Klima paradox
Schwacher Polarwirbel bringt mehr Winterkälte für Kontinente

Trotz der globalen Erderwärmung waren einige der letzten Winter im Nordosten der USA, in Europa und besonders in Asien ungewöhnlich kalt. Im krassen Gegensatz dazu hat sich die Arktis rapide erwärmt. Paradoxerweise stehen die beiden Phänomene wahrscheinlich im Zusammenhang miteinander.

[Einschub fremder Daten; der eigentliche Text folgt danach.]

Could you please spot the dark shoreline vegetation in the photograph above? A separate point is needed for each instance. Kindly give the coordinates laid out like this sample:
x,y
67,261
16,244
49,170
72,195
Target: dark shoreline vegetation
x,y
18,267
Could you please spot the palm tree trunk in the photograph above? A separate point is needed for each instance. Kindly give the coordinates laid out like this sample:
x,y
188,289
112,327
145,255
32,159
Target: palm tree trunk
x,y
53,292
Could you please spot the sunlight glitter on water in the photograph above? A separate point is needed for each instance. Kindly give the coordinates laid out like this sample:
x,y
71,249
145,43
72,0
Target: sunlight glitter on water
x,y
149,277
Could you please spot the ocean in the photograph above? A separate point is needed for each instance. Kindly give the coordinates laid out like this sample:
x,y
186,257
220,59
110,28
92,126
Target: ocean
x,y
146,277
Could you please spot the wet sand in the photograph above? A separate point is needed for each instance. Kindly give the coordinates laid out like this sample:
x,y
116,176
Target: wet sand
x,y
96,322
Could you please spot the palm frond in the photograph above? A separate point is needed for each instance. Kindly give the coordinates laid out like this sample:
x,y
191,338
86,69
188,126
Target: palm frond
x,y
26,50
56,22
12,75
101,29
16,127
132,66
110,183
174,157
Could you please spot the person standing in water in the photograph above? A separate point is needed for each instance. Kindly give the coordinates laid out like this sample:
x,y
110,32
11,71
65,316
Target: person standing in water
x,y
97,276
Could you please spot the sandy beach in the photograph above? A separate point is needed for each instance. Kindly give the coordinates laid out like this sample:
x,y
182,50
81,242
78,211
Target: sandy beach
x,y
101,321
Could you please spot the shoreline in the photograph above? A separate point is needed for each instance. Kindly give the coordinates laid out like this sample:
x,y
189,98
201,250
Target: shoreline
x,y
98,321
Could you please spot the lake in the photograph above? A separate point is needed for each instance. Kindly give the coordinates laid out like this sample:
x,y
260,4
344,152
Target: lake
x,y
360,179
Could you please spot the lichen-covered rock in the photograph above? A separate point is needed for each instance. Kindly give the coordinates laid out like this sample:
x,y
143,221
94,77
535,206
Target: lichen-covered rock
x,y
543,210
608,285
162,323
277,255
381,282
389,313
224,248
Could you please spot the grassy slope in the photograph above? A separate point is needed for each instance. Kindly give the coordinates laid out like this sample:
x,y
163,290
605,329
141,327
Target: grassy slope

Warme Arktis, kalte Kontinente
Wenn das Meereis nördlich von Skandinavien und Russland schmilzt, gibt der freigelegte Ozean mehr Wärme in die Luft ab. Das wiederum beeinflusst die Atmosphäre bis zu 30 Kilometer hoch in der Stratosphäre und bringt dadurch die Polarwinde durcheinander. Eine Abschwächung dieser Höhenwinde, die die Arktis umkreisen, begünstigt aber Kältewellen in den mittleren Breiten. "Im Winter ist die eiskalte arktische Luft normalerweise von starken, den Nordpol umkreisenden Winden mehrere zehntausend Meter hoch in der Atmosphäre eingeschlossen“, sagt Marlene Kretschmer vom Potsdam-Institut für Klimafolgenforschung (PIK), leitende Autorin der Studie, die im Bulletin of the American Meteorological Society veröffentlicht wurde. Sind die Winde nur schwach ausgeprägt, kann die Kälte in die Umgebung ausbrechen.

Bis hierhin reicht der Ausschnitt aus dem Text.